Beh, almeno adesso nessuno potrà più dire che a Roma la mafia non esiste. Il clan dei Casamonica, come quello dei Fasciani o degli Spada a Ostia, sono organizzazioni mafiose di vecchio stampo, che controllano il territorio. Con questo funerale sono stati mandati messaggi chiarissimi: la carrozza coi cavalli, tipica dei capi mafia siciliani degli anni ’70, la Rolls Royce che non manca mai, la musica del Padrino che era pure la colonna sonora del video nel matrimonio di Leoluca Bagarella, il rapporto strano e anomalo con la Chiesa…

Strano e anomalo? Basterebbe ricordare che il boss della banda della Magliana, Renatino De Pedis, era sepolto nella cripta della basilica di Sant’Apollinare.

Non ho mai visto una camera della morte, cioè quei posti dove venivano uccise e sciolte nell’acido le persone, che non avesse immagini sacre appese alle pareti. E quando ho arrestato Pietro Aglieri, detto u signurino, allora numero due di Cosa Nostra, l’ho fatto seguendo un frate. Insomma, i rapporti della mafia con la Chiesa non sono nuovi. Anche se questo caso credo sia diverso, certo però quel cartellone appeso all’ingresso della basilica di Cinecittà andava almeno rimosso. Comunque faccio l’assessore alla legalità, non al Vaticano.

E come si riporta la legalità in una città così degradata, al di là delle poche violazioni di norme che si sono compiute durante questi funerali?

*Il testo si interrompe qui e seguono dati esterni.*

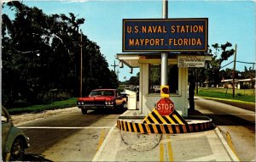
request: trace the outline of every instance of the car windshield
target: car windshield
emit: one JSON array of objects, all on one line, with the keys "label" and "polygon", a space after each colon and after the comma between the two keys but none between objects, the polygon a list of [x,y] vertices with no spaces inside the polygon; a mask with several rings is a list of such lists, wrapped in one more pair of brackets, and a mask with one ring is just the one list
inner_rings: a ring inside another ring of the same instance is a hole
[{"label": "car windshield", "polygon": [[114,94],[111,90],[97,90],[92,91],[90,96],[114,96]]}]

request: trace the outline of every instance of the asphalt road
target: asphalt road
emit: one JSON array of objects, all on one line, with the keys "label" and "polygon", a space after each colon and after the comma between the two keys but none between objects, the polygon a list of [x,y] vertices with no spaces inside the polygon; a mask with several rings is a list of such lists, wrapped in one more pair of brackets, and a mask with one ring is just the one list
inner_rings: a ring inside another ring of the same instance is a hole
[{"label": "asphalt road", "polygon": [[91,161],[123,112],[89,111],[78,108],[19,126],[30,137],[25,161]]},{"label": "asphalt road", "polygon": [[[195,99],[195,109],[212,119],[241,161],[255,160],[254,111],[201,98]],[[91,161],[123,113],[90,111],[84,115],[76,107],[67,109],[18,126],[31,139],[26,161]]]},{"label": "asphalt road", "polygon": [[[247,110],[203,98],[195,98],[195,109],[210,117],[222,131],[241,161],[255,161],[255,110]],[[230,142],[229,142],[230,141]]]}]

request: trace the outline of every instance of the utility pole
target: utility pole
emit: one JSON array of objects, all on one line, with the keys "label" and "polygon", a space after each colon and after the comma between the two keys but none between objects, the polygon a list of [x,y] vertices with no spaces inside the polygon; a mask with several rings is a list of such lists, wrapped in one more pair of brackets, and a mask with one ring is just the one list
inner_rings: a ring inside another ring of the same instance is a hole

In ogni caso, per quanto riguarda la competenza comunale, quando tornerò mi voglio togliere una piccolissima soddisfazione: andare a verificare se si possono applicare sanzioni per aver insozzato Roma con lancio di oggetti dall’elicottero. Però mi faccia dire che questo evento è servito a far maturare gli anticorpi che eviteranno il ripetersi di tali situazioni. Mi spiego: al funerale di Luciano Liggio, capo clan assoluto di Cosa Nostra, sono andate al massimo venti persone e non c’è stato alcuno sfarzo. Perché in quel momento lo Stato era attento, aveva le antenne drizzate e messo in moto tutte le misure affinché quelle esequie si potessero svolgere nel modo più sobrio possibile.

Dunque, in questo momento a Roma lo Stato è «distratto»?

Non è così: a Roma ancora non c’era una presa d’atto dell’esistenza della mafia. Non siamo a Palermo, a Platì oppure a Reggio Calabria. Qui dovevano funzionare diverse cose, tutte insieme, ma ne è saltata una e il meccanismo di allerta si è sfaldato. Così nessuno ha fatto niente per impedire una tale spettacolarizzazione nella capitale. Si sarebbe potuto intervenire con piccoli accorgimenti, come abbiamo fatto a Palermo, riuscendo a frenare questi fenomeni ancora prima di assestare colpi mortali alla mafia. È importante, perché si deve dimostrare a tutti che lo Stato è più forte dei clan. E soprattutto si sarebbe dovuto andare a monitorare chi c’era e chi non c’era, a questi funerali. Spero proprio che sia stato fatto: i vecchi brogliacci dei carabinieri, dove si prendeva nota delle presenze e delle assenze nelle cerimonie dei clan, erano materiale preziosissimo per capire gli equilibri interni alle mafie. Non dico che non ci sia la responsabilità un po’ di tutti: le istituzioni hanno commesso dei peccati, ma veniali: c’è stata una sottovalutazione, con l’attenuante di essere impreparati.

Sta dicendo che malgrado il vaso di Pandora sia stato scoperchiato dall’inchiesta Mafia Capitale, finora nulla è cambiato nel sistema di allerta istituzionale?

Distinguiamo i fenomeni. Mafia Capitale è diversa dalle mafie più tradizionali: la sua forza non sta nel controllo del territorio, quanto delle amministrazioni. Buzzi e Carminati potevano avere rapporti con i clan, ma in sostanza Roma è una città più corrotta che mafiosa, anche se vede la presenza di associazioni mafiose. Però fino a qualche tempo fa ciò veniva radicalmente negato. D’ora in poi, sono sicuro, tutto cambierà. Adesso la capitale ha preso atto della propria fragilità. E paradossalmente credo che da questo momento in poi Roma diventerà più sicura.